Author Topic: pourin my heart out, like a pusillanimous individual.  (Read 1967 times)

Don't commit Self Delete because this is all you got. Nevermind that nothing is forever, nevermind that life can be cruel, just think that this is all you got. This life, right now, is all you have, all you ever will have, all anyone has; and for people who didn't get the chance to live their life to the fullest, you owe it to them to live yours for as long as possible.

Have fun, meet people, imagine worlds, create your dreams, help others fulfill their's, ponder life's questions, and above all, remember how lucky you are.

You're a bag of chemicals that grew a consciousness, that can think, say and do anything, that can feel pain and love, happiness and sadness. You're you. The only you. The only you that will ever be. And you owe it to the universe to live your life, to enjoy the small amount of time your cells allow, to dream of the cosmos and move mountains here on Earth.

If you die tomorrow, so what? You won't care, you'll be dead. But the unimaginable grief that you will cause your loved ones, the potential that you will have destroyed with one quick swish of a knife or one long struggle with a rope, the anger that you will bestow upon those around you for not noticing or not doing enough to save you, the absolute confusion your parents will feel: that's not worth it. That's cruelty. That's not love.

Self Delete is a selfish thing, and while it is your choice if you want to live or die, its the ultimate destruction of your world and the people in it. You will have destroyed yourself because of a fleeting desire, a disease of depression that can easily be treated or managed. You will have murdered, you.

Live on, things will get better. People are all around you to help. This blue marble that we're spinning around on is your home, and you should stay as long as you possibly can.
Someone please make this siggable

Guys op was probably drunk last night, if that's the case he should be sober now and probably having second thoughts.

Someone please make this siggable
use the snipping tool (its default for windows) and upload it somewhere, pretty useful for taking pics on the go.

Guys op was probably drunk last night, if that's the case he should be sober now and probably having second thoughts.

use the snipping tool (its default for windows) and upload it somewhere, pretty useful for taking pics on the go.
Or he is just asking for attention.

Guys op was probably drunk last night, if that's the case he should be sober now and probably having second thoughts.

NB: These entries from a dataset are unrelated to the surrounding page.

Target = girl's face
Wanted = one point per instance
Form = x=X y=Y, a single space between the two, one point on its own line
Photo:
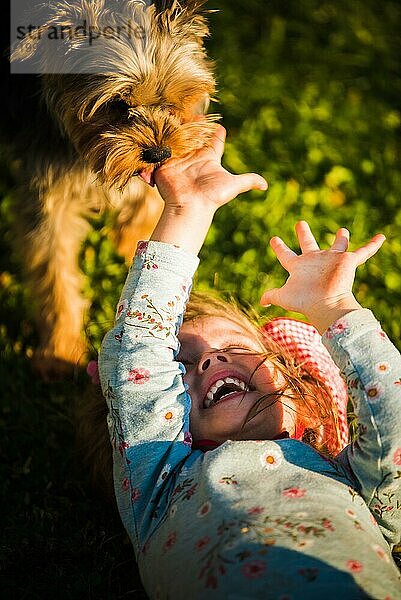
x=225 y=385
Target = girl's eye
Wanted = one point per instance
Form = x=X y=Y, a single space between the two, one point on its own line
x=239 y=348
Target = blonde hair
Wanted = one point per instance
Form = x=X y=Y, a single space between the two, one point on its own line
x=312 y=398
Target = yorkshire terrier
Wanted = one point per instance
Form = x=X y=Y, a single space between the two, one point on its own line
x=126 y=88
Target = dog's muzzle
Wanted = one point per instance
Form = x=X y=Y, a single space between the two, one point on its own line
x=156 y=155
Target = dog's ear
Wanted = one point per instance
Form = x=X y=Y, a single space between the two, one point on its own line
x=183 y=17
x=192 y=6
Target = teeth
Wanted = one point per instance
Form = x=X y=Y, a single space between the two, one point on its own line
x=218 y=384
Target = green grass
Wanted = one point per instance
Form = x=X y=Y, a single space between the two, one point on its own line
x=310 y=95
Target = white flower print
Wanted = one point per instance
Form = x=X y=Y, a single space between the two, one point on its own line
x=122 y=305
x=383 y=368
x=381 y=553
x=271 y=459
x=304 y=544
x=374 y=391
x=169 y=416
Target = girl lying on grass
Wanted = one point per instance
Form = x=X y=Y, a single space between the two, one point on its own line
x=219 y=494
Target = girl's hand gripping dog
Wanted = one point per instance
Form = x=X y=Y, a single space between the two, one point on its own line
x=320 y=281
x=193 y=188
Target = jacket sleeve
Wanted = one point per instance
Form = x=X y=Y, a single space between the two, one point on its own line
x=371 y=366
x=148 y=405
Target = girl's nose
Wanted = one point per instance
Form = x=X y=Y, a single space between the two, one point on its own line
x=206 y=361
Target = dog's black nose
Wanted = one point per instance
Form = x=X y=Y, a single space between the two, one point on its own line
x=154 y=155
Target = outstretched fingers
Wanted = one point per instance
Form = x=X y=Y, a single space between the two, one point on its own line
x=305 y=237
x=369 y=249
x=249 y=181
x=284 y=254
x=218 y=140
x=341 y=241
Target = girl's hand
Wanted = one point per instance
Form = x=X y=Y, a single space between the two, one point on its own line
x=320 y=281
x=193 y=188
x=198 y=179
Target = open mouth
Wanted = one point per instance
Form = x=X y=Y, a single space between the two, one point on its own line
x=225 y=388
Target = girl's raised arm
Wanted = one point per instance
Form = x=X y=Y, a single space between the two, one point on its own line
x=142 y=383
x=320 y=286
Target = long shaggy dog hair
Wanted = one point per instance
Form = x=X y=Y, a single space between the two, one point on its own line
x=89 y=132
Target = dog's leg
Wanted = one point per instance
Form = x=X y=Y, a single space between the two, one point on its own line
x=52 y=238
x=141 y=207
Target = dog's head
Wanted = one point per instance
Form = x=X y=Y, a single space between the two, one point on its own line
x=128 y=82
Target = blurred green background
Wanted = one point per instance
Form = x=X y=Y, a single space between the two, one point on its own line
x=310 y=92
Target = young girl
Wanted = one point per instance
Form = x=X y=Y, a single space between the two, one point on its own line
x=219 y=498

use the snipping tool (its default for windows) and upload it somewhere, pretty useful for taking pics on the go.
Thanks! This is extremely useful

you know what.

i'm sorry.

i riled you guys up. i was acting like i had a knife in my hands when really, i just had a concept of it. i have a flirty way of thinking about death, but when i was so close to it, i just couldn't handle it. i broke down. no, i wasn't drunk, just sad and tired. i'm not gonna kill myself because i love life too much, and... it's a lot easier to say that you want to end it all when you're sad and tired and the sky is black, but forget! the sky is blue now, and the sun is shining, and there are birds chirping, and a soft breeze. if i wanted to plunge into the void now, i'd really be worrying, lol.

i guess i was looking for attention to some agree, but it wasn't a plea, i just wanted to tell you guys something personal because, well, i've been here for a while, and i think of you guys as a second home in a way. and, the compassion you guys have shown- i don't really know what to say. the fact that you guys cared about some dork in a bed halfway across the country.. it's real sappy, i know.

i am just a kid. i'm only 17 years old. and i know to some of you that doesn't seem like a kid and to some of you that seems like a baby, but the fact is that i just had to witness something forgeted up, and i don't really know how to deal with it, or how im going to deal with it, but i know that you guys have dealt with things far worse, and it's not my place to expect you guys to catch me coming through the rye.

so yeah. sorry about overreacting. you guys are stronger than me.